Severe or life-threatening IRRs to rituximab, i.e., grade ≥ 3, occur in approximately 10% of patients with B-NHL [2, 5, 8]. However, in the present study, none of the patients experienced IRRs to rituximab of grade 3 or higher. There are several possible reasons for the absence of severe IRRs. First, we avoided administering rituximab before the initial cytotoxic chemotherapy in 83% of the patients. This procedure may help reduce the tumor burden, which is the leading cause of IRR occurrence. Second, we limited the maximum infusion rate for the initial administration of rituximab to 100 mg/h in high-risk patients. Although this resulted in the total administration of rituximab requiring greater than 6 h in most patients, it helped prevent serious adverse reactions. Finally, we carefully chose patients who received rituximab by short infusion in the second cycle onwards, and this yielded a protocol compliance rate of 94%. As a result, this study successfully minimized the severity of IRRs in B-NHL patients with various risk factors.

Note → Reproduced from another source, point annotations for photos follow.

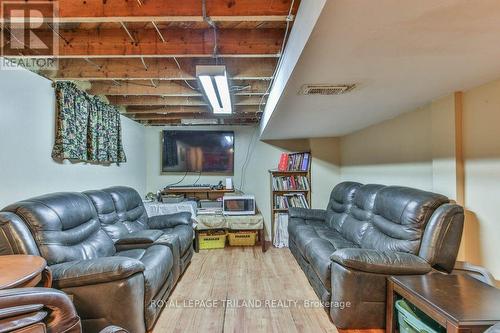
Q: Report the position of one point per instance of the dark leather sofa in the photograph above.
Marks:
(115, 272)
(123, 216)
(369, 232)
(40, 310)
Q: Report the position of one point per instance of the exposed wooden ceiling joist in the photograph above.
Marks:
(151, 102)
(157, 69)
(187, 110)
(175, 122)
(115, 43)
(89, 10)
(162, 88)
(188, 116)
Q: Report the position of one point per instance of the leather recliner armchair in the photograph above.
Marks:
(369, 232)
(125, 288)
(40, 310)
(123, 216)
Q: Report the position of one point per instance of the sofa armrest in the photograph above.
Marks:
(22, 306)
(100, 270)
(381, 262)
(169, 221)
(307, 214)
(140, 237)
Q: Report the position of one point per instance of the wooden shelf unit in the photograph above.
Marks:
(307, 193)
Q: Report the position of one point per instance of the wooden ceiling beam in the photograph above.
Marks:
(221, 122)
(187, 110)
(188, 116)
(110, 43)
(155, 101)
(151, 102)
(164, 88)
(80, 10)
(156, 69)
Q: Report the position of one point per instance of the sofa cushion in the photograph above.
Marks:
(129, 207)
(158, 262)
(400, 216)
(359, 215)
(65, 227)
(381, 262)
(185, 235)
(107, 214)
(318, 252)
(340, 202)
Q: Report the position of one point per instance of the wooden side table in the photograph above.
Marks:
(459, 303)
(23, 271)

One of the major limitations of this study is the lack of safety data on the rapid infusion of rituximab. This is partly because most patients in the study received biosimilar rituximab. While the incidence of IRRs is similar between biosimilar rituximab and reference rituximab , the package insert of biosimilar rituximab available in Japan does not support infusions within 60 to 90 min. Furthermore, the number of patients in the high-risk group was small, resulting in statistically underpowered results. Therefore, the present findings should be validated in further multicenter studies.